Weitere Gedanken hatte er sich über den Verlauf des Tages nicht gemacht, wurde ihm bewusst, als nach und nach die ersten Gäste erschienen. Er hatte im Garten seiner Eltern ein Partyzelt aufstellen lassen, es war mit einer reichhaltigen Kuchenplatte bestückt, später am Abend würde es Grillware geben, Musik natürlich und Tanz und reichlich zu trinken, aber er hatte sich nicht um eine nähere Auswahl der Musik gekümmert, es war ihm egal, früher oder später würde ein paar seiner Freunde, wie sie es immer taten, dieses Amt mehr oder weniger an sich reißen, ihren iPod mit der Anlage verbinden und das laufen lassen, was ihrer Meinung nach die beste Playlist für den Abend war. Heumann kümmerte das nicht, er war sogar zufrieden, dass ihm jemand diese Aufgabe abnahm, so lange er an einem bestimmten Punkt des Abends dazu kommen würde, die Doors aufzulegen. „The End“.

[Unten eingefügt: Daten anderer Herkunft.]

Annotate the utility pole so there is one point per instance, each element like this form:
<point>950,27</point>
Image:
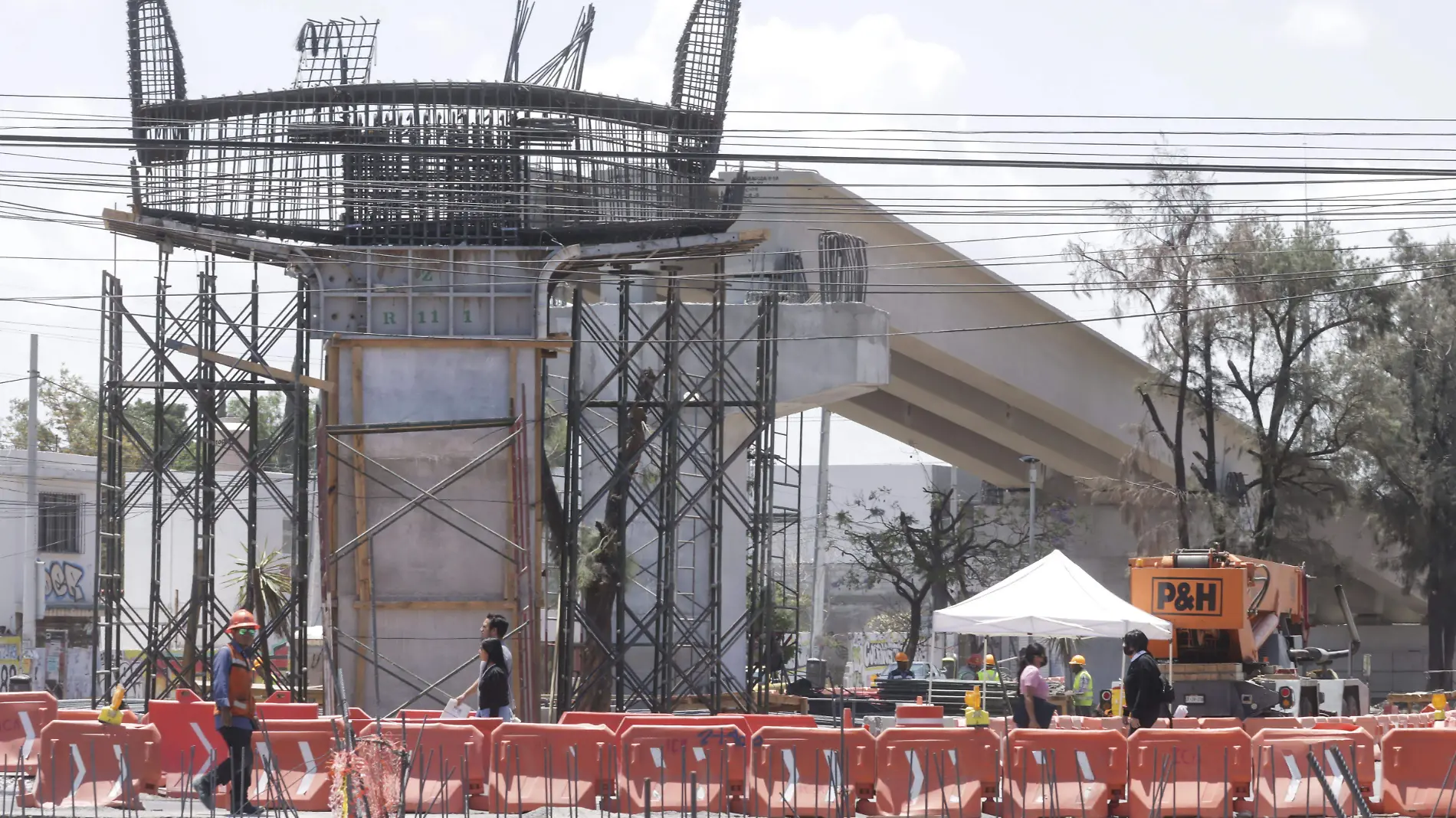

Die ersten Gäste waren die Paare mit Kindern. Für sie war es natürlich bequemer, am Nachmittag zu kommen. Heumann hatte vollstes Verständnis dafür. Die Kinder würden schreiend und tobend durch den Garten rennen, mindestens zwei davon würden in eine handfeste Auseinandersetzung geraten, die dazugehörigen Eltern würden, weil sie einander gut verstanden, nicht mehr unternehmen als einen halbherzigen Versuch, den Streit zu schlichten. Die Jüngsten würden in ihren Kinderwagen schlummern, aufwachen, ein hustendes, quäkendes Baby-Heulen von sich geben und von ihren Müttern in einer stillen Ecke des Hauses oder des Gartens, zum Beispiel hinten bei der alten Kinderschaukel, die Brust bekommen. Heumann ertappt sich dabei, wie er einer alten Schulfreundin, die soeben einen ikeagrünen Kinderwagen vor sich herschiebend das Grundstück betreten hat, eine Sekunde zu lange auf die voluminöse Brust starrt.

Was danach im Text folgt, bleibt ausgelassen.